In 2008, Cape Coral home owners paid the vast majority of more than $12 million collected by the city for the Stormwater Utility. However there were 609 property owners who paid nothing and an additional 785 who received partial exemptions from paying. It is also a fact that the fee I pay, has more than doubled since I moved into my home.

I asked to see a list of those properties which pay nothing and discovered many of them are very large parcels of land located adjacent to city streets and major roads and I wondered why they were exempted from paying anything because the City’s Code of Ordinances has this to say about exemptions:

“The following properties shall be exempt from the stormwater user fees provided the owner(s) of the properties comply with the provisions of State Statute 22-8 and prove by a preponderance of the evidence that the subject parcel falls into one of the following categories:

(1) Undeveloped property no part of which abuts public street(s), paved private street(s) and/or waterway(s); or

(2) Property which has no impact on any city stormwater facilities because it falls into one of the following categories:

a. Property from which any and all runoff drains directly and exclusively into state waters without impacting the city stormwater systems; or

b. Property for which all stormwater is contained on the property and from which no runoff drains off the property.”
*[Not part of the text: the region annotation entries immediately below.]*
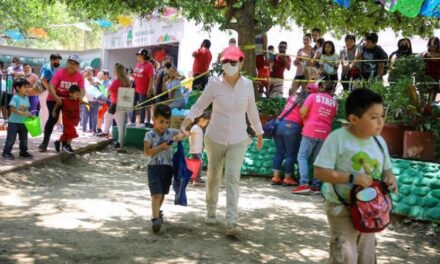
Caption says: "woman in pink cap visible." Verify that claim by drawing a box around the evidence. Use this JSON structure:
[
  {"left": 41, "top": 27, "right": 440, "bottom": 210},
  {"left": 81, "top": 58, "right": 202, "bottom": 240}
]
[{"left": 181, "top": 46, "right": 263, "bottom": 236}]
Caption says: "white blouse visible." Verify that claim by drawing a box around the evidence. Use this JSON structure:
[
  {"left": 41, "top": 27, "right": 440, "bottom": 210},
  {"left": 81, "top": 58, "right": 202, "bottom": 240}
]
[{"left": 186, "top": 76, "right": 263, "bottom": 145}]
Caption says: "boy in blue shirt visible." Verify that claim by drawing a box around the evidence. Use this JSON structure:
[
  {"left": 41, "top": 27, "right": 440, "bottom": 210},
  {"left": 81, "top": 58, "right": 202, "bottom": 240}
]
[
  {"left": 314, "top": 89, "right": 397, "bottom": 263},
  {"left": 2, "top": 78, "right": 33, "bottom": 160},
  {"left": 144, "top": 104, "right": 183, "bottom": 234}
]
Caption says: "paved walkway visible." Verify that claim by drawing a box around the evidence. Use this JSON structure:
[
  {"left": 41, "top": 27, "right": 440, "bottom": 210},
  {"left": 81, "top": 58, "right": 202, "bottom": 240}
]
[{"left": 0, "top": 130, "right": 110, "bottom": 175}]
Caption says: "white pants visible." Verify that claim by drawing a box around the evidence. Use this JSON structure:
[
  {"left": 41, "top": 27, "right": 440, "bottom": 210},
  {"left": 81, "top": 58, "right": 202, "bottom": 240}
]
[
  {"left": 102, "top": 111, "right": 127, "bottom": 146},
  {"left": 38, "top": 90, "right": 49, "bottom": 131},
  {"left": 205, "top": 137, "right": 251, "bottom": 224}
]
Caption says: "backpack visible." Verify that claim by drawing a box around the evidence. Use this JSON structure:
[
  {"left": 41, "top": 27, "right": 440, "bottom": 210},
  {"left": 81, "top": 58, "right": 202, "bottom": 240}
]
[{"left": 333, "top": 137, "right": 393, "bottom": 233}]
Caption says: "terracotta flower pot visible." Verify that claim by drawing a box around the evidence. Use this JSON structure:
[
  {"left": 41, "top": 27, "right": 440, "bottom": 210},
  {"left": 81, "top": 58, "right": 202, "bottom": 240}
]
[
  {"left": 403, "top": 131, "right": 435, "bottom": 160},
  {"left": 380, "top": 124, "right": 405, "bottom": 157}
]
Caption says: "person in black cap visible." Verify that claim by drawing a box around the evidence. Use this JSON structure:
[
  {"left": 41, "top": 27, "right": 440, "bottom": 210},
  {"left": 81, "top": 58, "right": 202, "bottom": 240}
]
[
  {"left": 38, "top": 53, "right": 63, "bottom": 133},
  {"left": 131, "top": 48, "right": 154, "bottom": 127}
]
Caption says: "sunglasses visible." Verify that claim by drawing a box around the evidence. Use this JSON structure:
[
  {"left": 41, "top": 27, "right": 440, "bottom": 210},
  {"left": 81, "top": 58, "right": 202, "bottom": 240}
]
[{"left": 222, "top": 60, "right": 238, "bottom": 66}]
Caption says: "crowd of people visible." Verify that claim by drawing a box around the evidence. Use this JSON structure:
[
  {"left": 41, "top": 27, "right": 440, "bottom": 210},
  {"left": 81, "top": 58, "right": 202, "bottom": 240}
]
[
  {"left": 255, "top": 28, "right": 440, "bottom": 97},
  {"left": 0, "top": 29, "right": 440, "bottom": 263}
]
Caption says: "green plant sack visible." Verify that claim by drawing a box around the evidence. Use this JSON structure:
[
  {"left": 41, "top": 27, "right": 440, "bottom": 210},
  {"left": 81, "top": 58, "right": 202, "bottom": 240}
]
[
  {"left": 413, "top": 187, "right": 431, "bottom": 197},
  {"left": 429, "top": 178, "right": 440, "bottom": 190},
  {"left": 408, "top": 206, "right": 424, "bottom": 219},
  {"left": 399, "top": 185, "right": 412, "bottom": 195},
  {"left": 421, "top": 195, "right": 439, "bottom": 208},
  {"left": 431, "top": 190, "right": 440, "bottom": 199},
  {"left": 402, "top": 194, "right": 419, "bottom": 206},
  {"left": 393, "top": 203, "right": 411, "bottom": 215},
  {"left": 426, "top": 207, "right": 440, "bottom": 221}
]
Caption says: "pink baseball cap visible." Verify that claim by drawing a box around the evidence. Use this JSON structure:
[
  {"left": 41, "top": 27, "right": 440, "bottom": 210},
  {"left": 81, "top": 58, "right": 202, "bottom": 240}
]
[
  {"left": 306, "top": 83, "right": 319, "bottom": 93},
  {"left": 220, "top": 46, "right": 244, "bottom": 61}
]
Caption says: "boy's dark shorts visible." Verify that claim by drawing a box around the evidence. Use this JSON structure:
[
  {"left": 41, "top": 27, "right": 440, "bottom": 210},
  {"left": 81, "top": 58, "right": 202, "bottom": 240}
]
[{"left": 148, "top": 165, "right": 173, "bottom": 195}]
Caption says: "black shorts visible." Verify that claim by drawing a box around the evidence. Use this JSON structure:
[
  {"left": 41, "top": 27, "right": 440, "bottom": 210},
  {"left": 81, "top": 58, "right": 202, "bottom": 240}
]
[
  {"left": 0, "top": 92, "right": 12, "bottom": 109},
  {"left": 148, "top": 165, "right": 173, "bottom": 195}
]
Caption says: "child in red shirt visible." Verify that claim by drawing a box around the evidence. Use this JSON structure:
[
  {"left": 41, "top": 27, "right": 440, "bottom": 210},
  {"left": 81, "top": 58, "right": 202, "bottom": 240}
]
[{"left": 52, "top": 85, "right": 84, "bottom": 154}]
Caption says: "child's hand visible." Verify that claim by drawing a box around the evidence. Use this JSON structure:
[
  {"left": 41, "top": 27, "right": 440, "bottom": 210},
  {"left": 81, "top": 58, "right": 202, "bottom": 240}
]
[
  {"left": 353, "top": 173, "right": 373, "bottom": 188},
  {"left": 159, "top": 142, "right": 171, "bottom": 151}
]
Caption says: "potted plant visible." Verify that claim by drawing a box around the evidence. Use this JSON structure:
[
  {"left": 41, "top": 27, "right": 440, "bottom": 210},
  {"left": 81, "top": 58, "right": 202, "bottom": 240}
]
[
  {"left": 370, "top": 80, "right": 411, "bottom": 157},
  {"left": 390, "top": 57, "right": 440, "bottom": 160}
]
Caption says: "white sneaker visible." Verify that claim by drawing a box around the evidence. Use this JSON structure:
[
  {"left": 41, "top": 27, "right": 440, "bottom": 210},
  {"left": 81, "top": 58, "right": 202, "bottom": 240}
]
[
  {"left": 226, "top": 224, "right": 243, "bottom": 237},
  {"left": 205, "top": 215, "right": 218, "bottom": 225}
]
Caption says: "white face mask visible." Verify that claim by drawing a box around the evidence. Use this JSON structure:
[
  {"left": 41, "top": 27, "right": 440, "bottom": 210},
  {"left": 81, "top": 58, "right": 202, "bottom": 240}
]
[{"left": 222, "top": 63, "right": 240, "bottom": 76}]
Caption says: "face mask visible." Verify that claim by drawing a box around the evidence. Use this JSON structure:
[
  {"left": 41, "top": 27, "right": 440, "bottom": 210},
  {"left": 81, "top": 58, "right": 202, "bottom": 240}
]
[
  {"left": 399, "top": 45, "right": 409, "bottom": 51},
  {"left": 222, "top": 63, "right": 240, "bottom": 76}
]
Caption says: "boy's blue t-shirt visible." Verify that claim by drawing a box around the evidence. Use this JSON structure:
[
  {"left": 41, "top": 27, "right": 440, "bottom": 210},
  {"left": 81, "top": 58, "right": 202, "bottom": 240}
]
[
  {"left": 9, "top": 94, "right": 31, "bottom": 124},
  {"left": 314, "top": 128, "right": 392, "bottom": 204},
  {"left": 144, "top": 128, "right": 179, "bottom": 166}
]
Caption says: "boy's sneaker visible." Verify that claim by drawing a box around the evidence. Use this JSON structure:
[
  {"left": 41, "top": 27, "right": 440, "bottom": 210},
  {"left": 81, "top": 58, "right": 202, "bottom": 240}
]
[
  {"left": 205, "top": 215, "right": 218, "bottom": 225},
  {"left": 18, "top": 151, "right": 34, "bottom": 159},
  {"left": 283, "top": 178, "right": 298, "bottom": 186},
  {"left": 310, "top": 187, "right": 321, "bottom": 194},
  {"left": 54, "top": 140, "right": 61, "bottom": 152},
  {"left": 292, "top": 185, "right": 311, "bottom": 194},
  {"left": 151, "top": 218, "right": 162, "bottom": 234},
  {"left": 226, "top": 224, "right": 243, "bottom": 237},
  {"left": 2, "top": 153, "right": 15, "bottom": 160},
  {"left": 272, "top": 177, "right": 283, "bottom": 185},
  {"left": 63, "top": 145, "right": 75, "bottom": 154}
]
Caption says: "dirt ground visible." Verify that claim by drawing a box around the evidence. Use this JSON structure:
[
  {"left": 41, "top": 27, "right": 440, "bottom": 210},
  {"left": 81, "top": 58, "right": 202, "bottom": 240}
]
[{"left": 0, "top": 147, "right": 440, "bottom": 264}]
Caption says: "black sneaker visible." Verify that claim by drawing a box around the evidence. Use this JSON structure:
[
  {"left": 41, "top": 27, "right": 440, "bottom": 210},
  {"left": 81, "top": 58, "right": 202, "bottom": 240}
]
[
  {"left": 2, "top": 153, "right": 15, "bottom": 160},
  {"left": 38, "top": 144, "right": 47, "bottom": 152},
  {"left": 151, "top": 218, "right": 162, "bottom": 234},
  {"left": 63, "top": 145, "right": 75, "bottom": 154},
  {"left": 18, "top": 151, "right": 34, "bottom": 159},
  {"left": 54, "top": 140, "right": 61, "bottom": 152}
]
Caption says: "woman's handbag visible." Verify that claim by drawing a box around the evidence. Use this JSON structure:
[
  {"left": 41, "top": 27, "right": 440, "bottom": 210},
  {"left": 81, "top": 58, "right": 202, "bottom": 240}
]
[
  {"left": 263, "top": 102, "right": 297, "bottom": 138},
  {"left": 107, "top": 104, "right": 116, "bottom": 115}
]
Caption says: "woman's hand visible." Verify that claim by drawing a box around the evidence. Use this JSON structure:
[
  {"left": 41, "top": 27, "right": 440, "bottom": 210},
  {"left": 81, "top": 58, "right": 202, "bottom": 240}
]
[{"left": 257, "top": 135, "right": 264, "bottom": 150}]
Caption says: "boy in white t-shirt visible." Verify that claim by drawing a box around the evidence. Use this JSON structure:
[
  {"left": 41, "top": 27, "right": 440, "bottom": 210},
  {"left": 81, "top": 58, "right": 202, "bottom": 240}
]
[
  {"left": 189, "top": 113, "right": 209, "bottom": 185},
  {"left": 314, "top": 89, "right": 397, "bottom": 263}
]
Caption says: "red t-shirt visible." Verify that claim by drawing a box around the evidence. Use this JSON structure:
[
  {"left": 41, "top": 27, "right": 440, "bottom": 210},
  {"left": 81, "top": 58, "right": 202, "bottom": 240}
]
[
  {"left": 133, "top": 61, "right": 154, "bottom": 95},
  {"left": 61, "top": 97, "right": 79, "bottom": 126},
  {"left": 47, "top": 68, "right": 84, "bottom": 101},
  {"left": 107, "top": 79, "right": 127, "bottom": 104},
  {"left": 193, "top": 48, "right": 212, "bottom": 75},
  {"left": 278, "top": 96, "right": 303, "bottom": 127},
  {"left": 270, "top": 55, "right": 292, "bottom": 79}
]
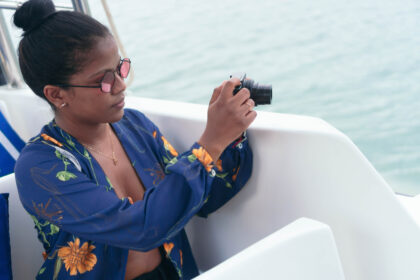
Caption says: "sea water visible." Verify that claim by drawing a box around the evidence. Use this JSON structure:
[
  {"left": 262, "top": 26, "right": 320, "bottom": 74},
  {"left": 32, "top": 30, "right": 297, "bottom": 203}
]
[
  {"left": 90, "top": 0, "right": 420, "bottom": 195},
  {"left": 5, "top": 0, "right": 420, "bottom": 195}
]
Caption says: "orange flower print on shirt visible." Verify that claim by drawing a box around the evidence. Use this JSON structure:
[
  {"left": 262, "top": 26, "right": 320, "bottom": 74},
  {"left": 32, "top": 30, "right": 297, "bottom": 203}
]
[
  {"left": 192, "top": 147, "right": 213, "bottom": 172},
  {"left": 58, "top": 238, "right": 97, "bottom": 276},
  {"left": 216, "top": 159, "right": 223, "bottom": 172},
  {"left": 161, "top": 136, "right": 178, "bottom": 157},
  {"left": 163, "top": 242, "right": 174, "bottom": 256},
  {"left": 232, "top": 167, "right": 240, "bottom": 182}
]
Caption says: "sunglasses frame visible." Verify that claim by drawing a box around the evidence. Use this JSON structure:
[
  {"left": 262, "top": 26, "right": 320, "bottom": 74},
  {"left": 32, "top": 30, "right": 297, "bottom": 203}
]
[{"left": 55, "top": 58, "right": 131, "bottom": 93}]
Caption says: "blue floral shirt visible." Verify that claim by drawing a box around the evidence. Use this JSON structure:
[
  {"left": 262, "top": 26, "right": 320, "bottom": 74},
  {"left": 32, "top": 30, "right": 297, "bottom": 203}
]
[{"left": 15, "top": 109, "right": 252, "bottom": 280}]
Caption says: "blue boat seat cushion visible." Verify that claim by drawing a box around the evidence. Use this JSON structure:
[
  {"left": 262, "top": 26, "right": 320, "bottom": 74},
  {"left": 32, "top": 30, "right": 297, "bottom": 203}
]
[
  {"left": 0, "top": 108, "right": 25, "bottom": 177},
  {"left": 0, "top": 193, "right": 12, "bottom": 280}
]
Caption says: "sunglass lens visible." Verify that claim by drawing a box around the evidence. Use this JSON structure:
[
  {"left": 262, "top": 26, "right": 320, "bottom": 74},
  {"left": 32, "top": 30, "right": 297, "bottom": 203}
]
[
  {"left": 101, "top": 72, "right": 115, "bottom": 92},
  {"left": 120, "top": 59, "right": 130, "bottom": 78}
]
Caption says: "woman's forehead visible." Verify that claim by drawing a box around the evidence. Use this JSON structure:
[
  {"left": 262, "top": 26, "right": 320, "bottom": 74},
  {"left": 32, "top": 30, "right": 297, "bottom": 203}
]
[{"left": 75, "top": 36, "right": 120, "bottom": 77}]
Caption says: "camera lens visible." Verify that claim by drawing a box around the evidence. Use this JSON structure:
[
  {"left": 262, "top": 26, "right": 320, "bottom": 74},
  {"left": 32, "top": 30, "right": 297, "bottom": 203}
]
[
  {"left": 243, "top": 80, "right": 273, "bottom": 105},
  {"left": 250, "top": 83, "right": 273, "bottom": 105}
]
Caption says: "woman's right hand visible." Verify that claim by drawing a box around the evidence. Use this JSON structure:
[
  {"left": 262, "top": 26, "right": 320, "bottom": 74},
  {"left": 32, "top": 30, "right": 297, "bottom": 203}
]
[{"left": 198, "top": 78, "right": 257, "bottom": 162}]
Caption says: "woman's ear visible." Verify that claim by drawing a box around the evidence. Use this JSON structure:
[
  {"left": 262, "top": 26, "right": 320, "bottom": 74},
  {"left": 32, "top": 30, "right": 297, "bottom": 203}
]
[{"left": 44, "top": 85, "right": 67, "bottom": 109}]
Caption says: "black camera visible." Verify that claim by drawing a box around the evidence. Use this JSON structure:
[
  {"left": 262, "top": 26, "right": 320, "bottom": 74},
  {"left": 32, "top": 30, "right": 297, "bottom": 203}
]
[{"left": 230, "top": 73, "right": 273, "bottom": 106}]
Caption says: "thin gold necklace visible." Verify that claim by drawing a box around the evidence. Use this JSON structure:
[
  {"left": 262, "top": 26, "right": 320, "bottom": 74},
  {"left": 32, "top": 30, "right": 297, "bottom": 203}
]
[{"left": 81, "top": 125, "right": 118, "bottom": 165}]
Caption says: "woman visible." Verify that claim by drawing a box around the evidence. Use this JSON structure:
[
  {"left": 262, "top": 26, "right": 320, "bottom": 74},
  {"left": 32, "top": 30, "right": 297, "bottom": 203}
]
[{"left": 14, "top": 0, "right": 256, "bottom": 279}]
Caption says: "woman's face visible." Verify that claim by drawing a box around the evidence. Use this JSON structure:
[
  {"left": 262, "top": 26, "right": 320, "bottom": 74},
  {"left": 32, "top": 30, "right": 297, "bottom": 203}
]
[{"left": 61, "top": 36, "right": 126, "bottom": 124}]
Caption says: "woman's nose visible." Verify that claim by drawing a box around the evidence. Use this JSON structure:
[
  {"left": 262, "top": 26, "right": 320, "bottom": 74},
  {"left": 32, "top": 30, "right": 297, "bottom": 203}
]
[{"left": 112, "top": 73, "right": 127, "bottom": 94}]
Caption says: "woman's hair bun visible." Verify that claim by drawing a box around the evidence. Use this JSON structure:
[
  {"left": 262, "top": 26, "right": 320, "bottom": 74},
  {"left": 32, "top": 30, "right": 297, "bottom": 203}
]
[{"left": 13, "top": 0, "right": 55, "bottom": 32}]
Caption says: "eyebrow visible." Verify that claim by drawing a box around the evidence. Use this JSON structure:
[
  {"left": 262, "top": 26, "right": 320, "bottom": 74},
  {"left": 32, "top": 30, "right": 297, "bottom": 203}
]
[{"left": 88, "top": 56, "right": 121, "bottom": 79}]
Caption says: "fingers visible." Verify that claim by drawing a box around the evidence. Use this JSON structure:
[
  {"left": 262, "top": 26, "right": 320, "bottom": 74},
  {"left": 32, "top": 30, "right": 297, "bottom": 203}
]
[
  {"left": 220, "top": 78, "right": 241, "bottom": 100},
  {"left": 209, "top": 82, "right": 224, "bottom": 104},
  {"left": 240, "top": 98, "right": 255, "bottom": 116}
]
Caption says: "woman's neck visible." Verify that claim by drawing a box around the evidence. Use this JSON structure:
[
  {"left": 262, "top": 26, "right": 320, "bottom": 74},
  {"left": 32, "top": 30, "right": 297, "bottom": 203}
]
[{"left": 55, "top": 115, "right": 111, "bottom": 145}]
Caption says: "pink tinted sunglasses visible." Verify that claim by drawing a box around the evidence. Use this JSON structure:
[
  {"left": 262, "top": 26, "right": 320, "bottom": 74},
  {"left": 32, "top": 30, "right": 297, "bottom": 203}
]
[{"left": 56, "top": 58, "right": 131, "bottom": 93}]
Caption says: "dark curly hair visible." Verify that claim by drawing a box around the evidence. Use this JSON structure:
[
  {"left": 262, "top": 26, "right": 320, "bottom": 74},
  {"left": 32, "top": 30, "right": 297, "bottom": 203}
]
[{"left": 13, "top": 0, "right": 111, "bottom": 105}]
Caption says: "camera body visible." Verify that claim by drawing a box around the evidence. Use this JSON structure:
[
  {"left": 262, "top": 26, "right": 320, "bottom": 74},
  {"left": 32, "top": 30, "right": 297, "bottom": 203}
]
[{"left": 230, "top": 73, "right": 273, "bottom": 106}]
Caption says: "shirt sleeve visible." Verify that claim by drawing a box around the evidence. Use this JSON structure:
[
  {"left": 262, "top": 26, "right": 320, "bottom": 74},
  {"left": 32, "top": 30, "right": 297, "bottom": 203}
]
[
  {"left": 197, "top": 133, "right": 252, "bottom": 217},
  {"left": 15, "top": 138, "right": 214, "bottom": 251},
  {"left": 143, "top": 109, "right": 253, "bottom": 217}
]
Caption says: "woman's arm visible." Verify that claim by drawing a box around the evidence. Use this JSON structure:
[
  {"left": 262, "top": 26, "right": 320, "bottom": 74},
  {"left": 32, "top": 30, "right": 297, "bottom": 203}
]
[{"left": 15, "top": 141, "right": 214, "bottom": 251}]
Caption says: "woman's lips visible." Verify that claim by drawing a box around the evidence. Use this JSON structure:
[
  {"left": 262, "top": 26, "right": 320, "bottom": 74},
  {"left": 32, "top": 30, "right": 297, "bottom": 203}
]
[{"left": 112, "top": 98, "right": 125, "bottom": 108}]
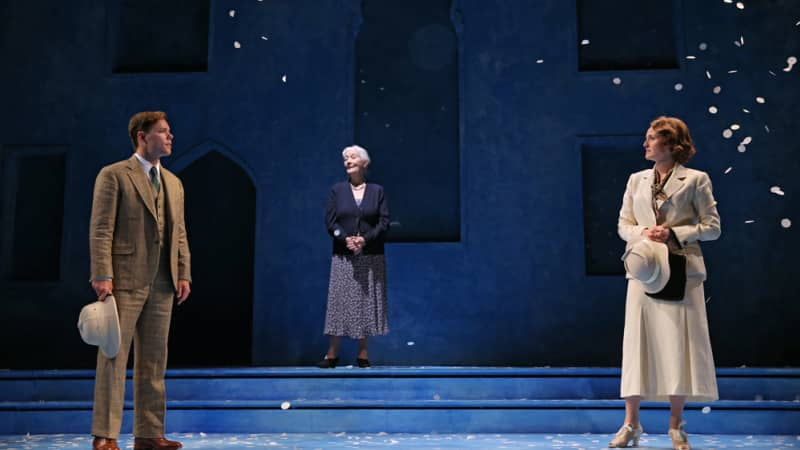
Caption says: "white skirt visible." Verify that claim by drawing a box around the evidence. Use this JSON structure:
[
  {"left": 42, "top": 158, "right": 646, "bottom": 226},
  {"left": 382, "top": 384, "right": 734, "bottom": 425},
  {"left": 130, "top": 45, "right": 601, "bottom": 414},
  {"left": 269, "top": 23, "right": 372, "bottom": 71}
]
[{"left": 620, "top": 278, "right": 719, "bottom": 402}]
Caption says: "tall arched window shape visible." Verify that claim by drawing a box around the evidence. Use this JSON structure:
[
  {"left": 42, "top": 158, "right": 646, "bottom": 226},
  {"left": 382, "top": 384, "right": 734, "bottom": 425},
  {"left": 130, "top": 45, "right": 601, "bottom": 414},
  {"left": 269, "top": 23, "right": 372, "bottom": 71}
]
[
  {"left": 170, "top": 151, "right": 256, "bottom": 367},
  {"left": 355, "top": 0, "right": 461, "bottom": 242}
]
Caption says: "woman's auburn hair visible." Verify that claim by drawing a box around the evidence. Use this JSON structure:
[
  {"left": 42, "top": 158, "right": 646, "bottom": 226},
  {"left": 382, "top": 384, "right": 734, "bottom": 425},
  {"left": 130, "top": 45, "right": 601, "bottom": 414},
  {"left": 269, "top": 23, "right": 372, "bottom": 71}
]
[{"left": 650, "top": 116, "right": 697, "bottom": 165}]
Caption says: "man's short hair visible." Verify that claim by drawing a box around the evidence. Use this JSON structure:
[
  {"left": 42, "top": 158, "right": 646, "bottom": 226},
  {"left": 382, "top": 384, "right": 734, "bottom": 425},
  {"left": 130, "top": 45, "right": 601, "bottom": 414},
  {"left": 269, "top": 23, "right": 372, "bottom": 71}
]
[{"left": 128, "top": 111, "right": 167, "bottom": 150}]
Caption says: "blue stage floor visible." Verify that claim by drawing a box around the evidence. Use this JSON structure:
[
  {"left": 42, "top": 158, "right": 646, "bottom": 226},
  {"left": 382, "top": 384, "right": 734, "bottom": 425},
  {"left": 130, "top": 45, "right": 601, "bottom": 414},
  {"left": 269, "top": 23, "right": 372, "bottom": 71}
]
[{"left": 0, "top": 433, "right": 800, "bottom": 450}]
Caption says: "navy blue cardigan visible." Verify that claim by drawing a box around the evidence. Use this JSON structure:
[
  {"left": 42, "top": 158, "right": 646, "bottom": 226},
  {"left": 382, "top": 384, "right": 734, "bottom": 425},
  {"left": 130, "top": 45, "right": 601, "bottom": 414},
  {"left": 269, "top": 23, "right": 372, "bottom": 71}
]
[{"left": 325, "top": 181, "right": 389, "bottom": 255}]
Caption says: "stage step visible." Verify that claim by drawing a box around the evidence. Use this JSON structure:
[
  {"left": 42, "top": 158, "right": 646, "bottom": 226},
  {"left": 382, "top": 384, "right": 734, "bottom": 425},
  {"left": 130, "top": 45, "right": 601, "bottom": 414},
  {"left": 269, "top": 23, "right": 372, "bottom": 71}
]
[{"left": 0, "top": 367, "right": 800, "bottom": 434}]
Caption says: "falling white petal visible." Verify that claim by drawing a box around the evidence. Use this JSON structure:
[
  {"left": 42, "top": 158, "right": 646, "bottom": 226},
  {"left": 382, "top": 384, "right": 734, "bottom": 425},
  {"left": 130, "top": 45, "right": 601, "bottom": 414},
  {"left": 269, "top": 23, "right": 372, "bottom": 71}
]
[{"left": 783, "top": 56, "right": 797, "bottom": 72}]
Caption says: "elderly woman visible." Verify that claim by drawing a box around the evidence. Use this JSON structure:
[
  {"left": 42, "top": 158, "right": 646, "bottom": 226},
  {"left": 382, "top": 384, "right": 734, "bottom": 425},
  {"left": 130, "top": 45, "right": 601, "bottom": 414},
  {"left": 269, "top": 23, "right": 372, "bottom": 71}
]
[
  {"left": 317, "top": 145, "right": 389, "bottom": 369},
  {"left": 608, "top": 116, "right": 720, "bottom": 450}
]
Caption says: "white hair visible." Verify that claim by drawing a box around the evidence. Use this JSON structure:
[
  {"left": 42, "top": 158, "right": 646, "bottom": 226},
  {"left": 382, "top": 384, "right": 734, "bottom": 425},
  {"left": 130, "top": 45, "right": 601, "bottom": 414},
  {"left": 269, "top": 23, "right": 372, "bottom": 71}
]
[{"left": 342, "top": 145, "right": 370, "bottom": 167}]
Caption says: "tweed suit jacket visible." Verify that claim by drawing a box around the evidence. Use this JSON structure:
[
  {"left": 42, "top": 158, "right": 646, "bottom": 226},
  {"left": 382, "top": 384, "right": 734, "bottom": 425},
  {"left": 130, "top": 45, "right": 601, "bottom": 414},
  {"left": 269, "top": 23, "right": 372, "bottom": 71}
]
[
  {"left": 89, "top": 156, "right": 191, "bottom": 290},
  {"left": 617, "top": 163, "right": 721, "bottom": 280}
]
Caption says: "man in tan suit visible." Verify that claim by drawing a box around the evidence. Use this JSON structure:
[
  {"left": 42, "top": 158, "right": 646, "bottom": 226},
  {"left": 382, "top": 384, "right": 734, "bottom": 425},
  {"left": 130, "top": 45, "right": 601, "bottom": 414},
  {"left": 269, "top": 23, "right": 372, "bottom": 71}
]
[{"left": 89, "top": 111, "right": 191, "bottom": 450}]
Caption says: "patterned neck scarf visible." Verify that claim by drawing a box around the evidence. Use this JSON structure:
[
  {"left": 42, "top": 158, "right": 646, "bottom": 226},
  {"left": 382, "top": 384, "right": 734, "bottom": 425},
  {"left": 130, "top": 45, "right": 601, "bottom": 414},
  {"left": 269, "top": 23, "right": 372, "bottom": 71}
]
[{"left": 650, "top": 166, "right": 675, "bottom": 217}]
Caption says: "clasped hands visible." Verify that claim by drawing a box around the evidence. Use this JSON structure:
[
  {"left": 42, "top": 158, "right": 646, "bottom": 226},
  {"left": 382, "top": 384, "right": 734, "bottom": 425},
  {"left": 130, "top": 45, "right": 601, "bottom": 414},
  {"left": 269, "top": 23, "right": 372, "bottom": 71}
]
[
  {"left": 642, "top": 225, "right": 672, "bottom": 244},
  {"left": 345, "top": 236, "right": 367, "bottom": 255}
]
It is hard for me to believe that many of the parcels I looked at, meet the conditions stated in our code yet they were granted 100 percent exemptions. In a case that came before the Florida Supreme Court, it said: “The complainants contended that they received no benefit from the drainage district since their property was elevated. This Court held that the land owners were nevertheless benefited. This Court stated:

In the absence of a flagrant abuse of legislative power or of purely arbitrary legislative action, which invades organic property rights, the state may by statute establish drainage district and tax lands therein for local improvement; and none of such lands may escape appropriate taxation for the local improvement solely because they will not receive direct or exactly equal benefits, where no arbitrary and oppressive action is clearly and fully shown. The State Legislature and the Board of County Commissioners of Sarasota County acting in their legislative capacities determined by direct legislative enactments that land owners who contribute to the stormwater problem by increasing the amount of stormwater that is put into the system and by permitting rain water containing pollutants into the system benefit from the system since it controls and treats the stormwater problems which these properties create. These findings of legislative fact establishing benefit to such property owners based on their contribution to the need for the system should not be set aside by the Courts absent a finding of arbitrary action or plain abuse.”

Please note there is no talk about 100 percent exemption in the Supreme Court decision. In fact, the Supreme Court said all property owners receive some benefit from actions taken by the Stormwater utility. It is a fact that land values increase when flooding conditions are eliminated by the Stormwater Utility.

It is time to rewrite the Ordinance to eliminate any 100 percent exemptions and to reduce the amount paid by homeowners. I also believe the maximum discount should not exceed 50 percent.